The tournament was divided into eight categories, all singles, including six categories for boys and two for girls. The event saw a large number of parents and children return after having participated last year, demonstrating the success and popularity of the tournament, and highlighting how eager participants are to play on the courts of Aubonne and Etoy.
Serge Michel, President of the Tennis Club d’Aubonne, commented: “It is always a pleasure to see all these young kids coming, sometimes for the first time, to match against each other on the courts. The atmosphere was great throughout the event, and we can be proud of the warm rewards received from both parents and children. The Bata Open now stands among the biggest tournaments in the area, and we hope to reach 100 players next year.”
Another Successful Year for BCP Switzerland’s Environmental Education Activities
In total, BCP Switzerland brought 84 classes and groups of children to the Arboretum, with 1,120 young people benefiting from a thematic tour of the facility’s 3,000 species of trees and shrubs, under the guidance of four approved environmental guides
In addition, the Arboretum welcomed a dozen classes of children with disabilities, as well as several classes of students with learning difficulties. Despite the challenges posed by extending visits to groups with special needs, BCP Switzerland took pleasure in offering the experience to these children, and introducing different groups of children to the unique park dedicated to the world of trees.
Nicole Voillat, director of the Bata Children’s Program, stated: “We are very happy to support this environmental education program because it helps to reconnect children to nature in their backyards, and foster an appreciation of what the earth offers us. Children who spend time outside have been proven to be happier and healthier.”
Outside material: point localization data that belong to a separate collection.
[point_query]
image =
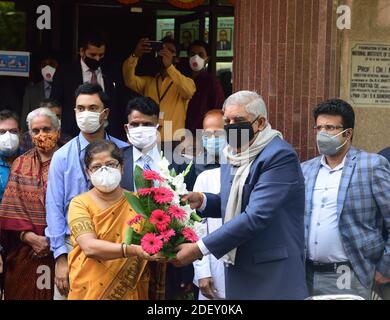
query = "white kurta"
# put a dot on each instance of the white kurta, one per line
(210, 181)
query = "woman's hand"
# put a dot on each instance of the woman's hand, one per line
(61, 278)
(136, 250)
(39, 244)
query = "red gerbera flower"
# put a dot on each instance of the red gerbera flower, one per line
(145, 192)
(152, 175)
(166, 235)
(159, 218)
(151, 243)
(177, 213)
(190, 235)
(163, 195)
(135, 220)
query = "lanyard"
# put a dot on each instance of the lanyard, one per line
(82, 165)
(160, 98)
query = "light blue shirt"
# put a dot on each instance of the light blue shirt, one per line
(67, 179)
(4, 174)
(153, 154)
(325, 243)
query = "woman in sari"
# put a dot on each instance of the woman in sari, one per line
(101, 265)
(29, 264)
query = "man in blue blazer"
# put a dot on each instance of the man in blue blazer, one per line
(262, 206)
(347, 209)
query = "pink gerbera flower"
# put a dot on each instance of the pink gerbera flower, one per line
(135, 220)
(159, 218)
(162, 227)
(166, 235)
(163, 195)
(152, 175)
(145, 192)
(190, 235)
(177, 213)
(151, 243)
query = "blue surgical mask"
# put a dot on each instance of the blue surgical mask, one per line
(329, 145)
(214, 145)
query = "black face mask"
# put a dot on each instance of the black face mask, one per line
(239, 134)
(92, 64)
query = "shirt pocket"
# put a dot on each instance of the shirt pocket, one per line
(270, 255)
(373, 247)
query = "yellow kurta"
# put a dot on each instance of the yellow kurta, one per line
(103, 280)
(173, 106)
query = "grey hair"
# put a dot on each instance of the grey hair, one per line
(42, 112)
(253, 103)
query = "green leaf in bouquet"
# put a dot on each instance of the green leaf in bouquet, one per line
(135, 203)
(195, 217)
(169, 254)
(139, 180)
(187, 170)
(173, 172)
(136, 238)
(179, 240)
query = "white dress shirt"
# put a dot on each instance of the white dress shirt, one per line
(153, 153)
(325, 244)
(87, 74)
(209, 266)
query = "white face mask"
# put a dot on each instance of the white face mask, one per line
(9, 143)
(197, 63)
(106, 179)
(142, 137)
(48, 73)
(88, 122)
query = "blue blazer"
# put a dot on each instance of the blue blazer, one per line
(269, 233)
(363, 209)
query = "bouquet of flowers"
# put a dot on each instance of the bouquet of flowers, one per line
(164, 220)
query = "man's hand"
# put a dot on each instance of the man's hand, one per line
(186, 253)
(195, 199)
(206, 286)
(136, 250)
(167, 57)
(380, 279)
(143, 46)
(39, 244)
(61, 278)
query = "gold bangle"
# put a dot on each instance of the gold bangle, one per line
(22, 234)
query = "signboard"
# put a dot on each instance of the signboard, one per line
(14, 63)
(370, 74)
(225, 36)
Environmental education is important as it helps to equip tomorrow’s leaders for the challenges they will face in the future, preparing children for the world they will ultimately inherit. Additionally, by engaging youth with environmental issues, it encourages them to become future conservation leaders.
Due to the fact that the modern urban landscape is increasingly present in children’s lives, environmental education and outdoor learning are becoming increasingly necessary. Studies have shown that environmental education engages students in learning, improves test scores, and encourages young people to pursue careers related to the environment and natural resources.